The nest of the whitethroat is a round, flimsy structure, formed of slender stalks of grass and herbs, and lined with horsehair, and is placed two or three feet above the ground, in the brambles and briers of the hedge, or in a large furze-bush. The five eggs are of a greenish white, speckled with olive, and sometimes blotched and marked with grey and light brown. One brood only is reared. Nettle-creeper is a common name for this bird, on account of its love of weeds, especially of nettles, no doubt because the small caterpillars it feeds on are most abundant on them. It is also fond of fruit, wild and cultivated, and visits the gardens near its haunts to feed on currants and raspberries.
Lesser Whitethroat.
Sylvia curruca.
Head, neck, and back smoke-grey; ear coverts almost black; wings brown edged with grey; tail dusky, outer feather as in the last species, the two next tipped with white; lower parts nearly pure white; feet lead colour. Length, five and a quarter inches.
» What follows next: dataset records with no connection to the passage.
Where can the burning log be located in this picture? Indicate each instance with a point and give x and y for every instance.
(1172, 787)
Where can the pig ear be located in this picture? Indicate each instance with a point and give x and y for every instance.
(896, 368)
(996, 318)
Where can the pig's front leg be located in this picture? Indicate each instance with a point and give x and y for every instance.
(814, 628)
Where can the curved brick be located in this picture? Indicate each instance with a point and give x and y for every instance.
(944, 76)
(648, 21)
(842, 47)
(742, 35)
The difference in size between this warbler and the one last described is very slight; still, there is a difference; and the descriptive epithet of lesser would also be a suitable one if applied in another sense. He is a less important bird. To begin with, he is much rarer, being only of local distribution in England and Scotland, and unknown in Ireland; in colouring he is more obscure; his trivial song has nothing in it to attract attention; he is shyer in habits, passes much of the time among the higher foliage of the trees he frequents, and is, consequently, not often seen.
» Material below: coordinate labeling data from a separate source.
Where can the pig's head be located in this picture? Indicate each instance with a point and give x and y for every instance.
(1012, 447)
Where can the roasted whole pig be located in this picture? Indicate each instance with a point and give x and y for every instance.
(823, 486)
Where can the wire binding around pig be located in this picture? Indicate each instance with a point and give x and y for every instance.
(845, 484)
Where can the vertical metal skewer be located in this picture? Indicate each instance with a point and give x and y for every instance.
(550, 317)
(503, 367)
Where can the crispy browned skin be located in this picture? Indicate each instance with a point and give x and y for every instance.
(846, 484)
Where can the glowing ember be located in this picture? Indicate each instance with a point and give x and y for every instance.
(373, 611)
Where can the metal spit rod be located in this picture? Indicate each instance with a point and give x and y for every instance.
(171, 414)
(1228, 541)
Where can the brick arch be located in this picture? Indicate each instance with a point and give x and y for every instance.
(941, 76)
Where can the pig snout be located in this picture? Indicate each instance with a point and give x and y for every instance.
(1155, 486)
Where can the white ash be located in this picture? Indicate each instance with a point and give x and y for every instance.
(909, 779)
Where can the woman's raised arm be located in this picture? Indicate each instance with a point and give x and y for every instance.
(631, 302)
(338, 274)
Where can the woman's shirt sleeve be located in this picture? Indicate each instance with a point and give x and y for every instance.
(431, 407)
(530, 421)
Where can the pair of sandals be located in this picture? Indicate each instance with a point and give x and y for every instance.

He arrives in this country about or shortly after the middle of April, and is found in thickets and copses, and hedges in the neighbourhood of trees. Like most of the warblers, he is exceedingly restless, and moves incessantly among the leaves, picking up the aphides and minute caterpillars, and from time to time darts into the air to capture some small passing insect. Like the common whitethroat, he is also fond of ripe fruit, especially currants and raspberries. He is often on the wing, passing directly from place to place with an undulating flight and rapidly-beating wings. When singing he swells his throat out, and delivers his strain with considerable vigour; but his song is of the shortest, and is composed of one or two notes, hurriedly repeated two or three times without variation, and with scarcely any musical quality in it. No sooner is it finished than the bird is off again on his flitting rambles among the leaves and twigs; it is less like a song than an exclamation of pleasure—a cheerful call that bursts out from time to time.
The lesser whitethroat nests in orchards, coppices, thick hedgerows, bramble and furze bushes on commons, and among tangled vegetation overhanging streams, but in all cases the nest is placed in the midst of a dense mass of foliage. This is a somewhat loosely made and shallow structure, composed of dry grass-stems and small twigs, bound together with cobwebs and cocoons, and lined with fine rootlets and horsehair. Four or five eggs are laid, in ground-colour white or dull buff, blotched and speckled with greenish brown, with underlying markings of purplish grey.